四国の香川県は降り立った瞬間から、空気が違っていました。街を歩けば、どこからともなくうどんの香りが漂ってきて、北海道育ちの僕には、まるで異国のようでした。
しかし、もっと驚くことが待ち受けていました。職場の同僚と食事に出掛けると、行き先は予想通りうどん屋。朝食にうどんをすする姿は珍しくないと聞いていましたが、昼食もうどん。「さて、夕食は何にしようか」と尋ねると、返事は「うどんでいいだろ?」。目を丸くする僕に、友人は平然と言いました。「うどんは主食だからね」。そう、彼らにとってうどんは、僕たちが米を食べるようなもの。朝昼晩、毎食うどんを食べる人さえいたのです。
そして、さらに驚くことがありました。こしのある麺、温かいつゆに冷たいつゆ、揚げたての天ぷらに季節の野菜。同じうどんでも、一日中飽きることなく楽しめる多様性があったのです。
うどんへの愛情は、料理人の腕前だけでなく、食べる人々の表情にも表れているように見えました。熱々のうどんに箸を入れる瞬間の、あの幸せそうな顔。それは、まさに「うどん県」の真骨頂でした。

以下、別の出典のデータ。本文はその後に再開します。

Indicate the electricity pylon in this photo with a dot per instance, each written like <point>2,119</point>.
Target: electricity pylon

北海道では考えられない食文化。しかし、その根底にある「愛すべき郷土の味」という思いは、どこか懐かしく、温かいものでした。
うどんざんまいの旅は、日本の食文化の奥深さを、身をもって体験させてくれました。僕の中の「当たり前」を揺さぶり、ここに僕は、日本各地の郷土料理を食べ歩く旅への思いを強くしたのでした。